Entonces, el que había sido sacrificio callado e interior, se mostró desbordante, sin valladares que lo contuvieran. Sor Juana se conmovió hondamente, se identificó con aquella miseria desesperada, la sintió como un puñal en sus entrañas; y renunció a todo lo que le quedaba de ilusión terrenal. Abandonó sus estudios, se desprendió de sus reliquias y trofeos literarios, de los bibelots y obsequios con que los magnates y admiradores la habían glorificado y que eran su pequeña satisfacción humana; y hasta de lo que constituía “su quita pesares”, su amor más grande de la tierra, su biblioteca de cuatro mil volúmenes, en la que por tantos años había vivido sumergida, con las raíces ávidas prendidas a sus fuentes inagotables; su biblioteca, la dadora de luz y de fuerza, las alas de su pájaro prisionero. Sus instrumentos musicales y astronómicos, que le permitían evadirse por los espacios, caminar por las estrellas y las nebulosas; todo lo dio para calmar el hambre de los menesterosos. Sólo guardó para sí sus libros de oración y su cilicio, para castigar más su cuerpo, su bello cuerpo, bello y fresco a su pesar.

Y cuando la peste, esa embajadora de la muerte, como ella gran demócrata y niveladora, que no respeta estados, privilegios ni jerarquías, penetró por las puertas del convento con su campana trágica.
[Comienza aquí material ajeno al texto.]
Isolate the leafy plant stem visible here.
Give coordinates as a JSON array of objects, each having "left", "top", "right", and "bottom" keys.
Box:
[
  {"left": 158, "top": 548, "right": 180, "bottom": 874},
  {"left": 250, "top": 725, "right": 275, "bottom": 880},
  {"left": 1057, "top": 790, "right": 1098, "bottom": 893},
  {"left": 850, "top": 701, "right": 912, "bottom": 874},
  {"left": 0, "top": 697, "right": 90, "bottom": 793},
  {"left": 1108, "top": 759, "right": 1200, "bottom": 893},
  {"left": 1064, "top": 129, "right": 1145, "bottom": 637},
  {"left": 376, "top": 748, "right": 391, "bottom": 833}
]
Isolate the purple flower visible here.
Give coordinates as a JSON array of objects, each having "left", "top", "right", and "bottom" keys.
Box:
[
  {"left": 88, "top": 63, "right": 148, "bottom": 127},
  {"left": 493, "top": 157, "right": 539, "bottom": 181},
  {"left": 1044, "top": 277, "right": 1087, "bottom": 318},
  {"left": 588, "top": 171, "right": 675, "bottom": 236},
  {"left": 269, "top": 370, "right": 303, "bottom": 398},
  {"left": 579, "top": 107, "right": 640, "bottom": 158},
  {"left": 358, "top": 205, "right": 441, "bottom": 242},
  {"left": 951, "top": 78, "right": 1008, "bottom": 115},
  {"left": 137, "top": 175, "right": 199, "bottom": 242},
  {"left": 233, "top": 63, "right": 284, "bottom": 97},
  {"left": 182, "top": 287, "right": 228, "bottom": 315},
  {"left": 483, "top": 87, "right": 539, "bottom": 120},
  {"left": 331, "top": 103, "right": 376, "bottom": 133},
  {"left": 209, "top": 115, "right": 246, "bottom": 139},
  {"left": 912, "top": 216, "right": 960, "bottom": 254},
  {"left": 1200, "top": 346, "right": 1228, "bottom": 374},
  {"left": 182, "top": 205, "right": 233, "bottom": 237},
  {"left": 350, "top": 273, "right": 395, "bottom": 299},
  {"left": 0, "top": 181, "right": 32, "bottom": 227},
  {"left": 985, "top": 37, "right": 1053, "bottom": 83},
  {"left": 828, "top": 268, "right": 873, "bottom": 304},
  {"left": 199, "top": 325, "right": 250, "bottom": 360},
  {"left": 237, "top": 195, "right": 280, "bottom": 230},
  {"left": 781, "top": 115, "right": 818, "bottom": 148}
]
Sor Juana no huyó. Sus tocas aletearon tristes y angustiadas sobre las hermanas agonizantes, y sus manos suavizaron, como las oraciones, los dolores de los cuerpos y las dudas de las almas. Entonces vivió la estrofa más noble y sublime, aquella que logró unir, místicamente, el amor a los hombres con el amor a Dios. Su alma, encendida como un cirio, dio su luz de consuelo hasta que le tocó extinguirse, dando resplandores. Una mañana de abril cuando los árboles se cubrían de nuevos retoños, y las brisas acariciaban la esperanza de la nueva primavera, Sor Juana se marchó (a los 44 años) acompañada del canto de los pájaros y el perfume de las azucenas. La tierra quedaba llena de lágrimas y de miserias, pero ella se había hecho ritmo y melodía celeste, iba hacia las hermanas estrellas a postrarse a las plantas de su divino amado.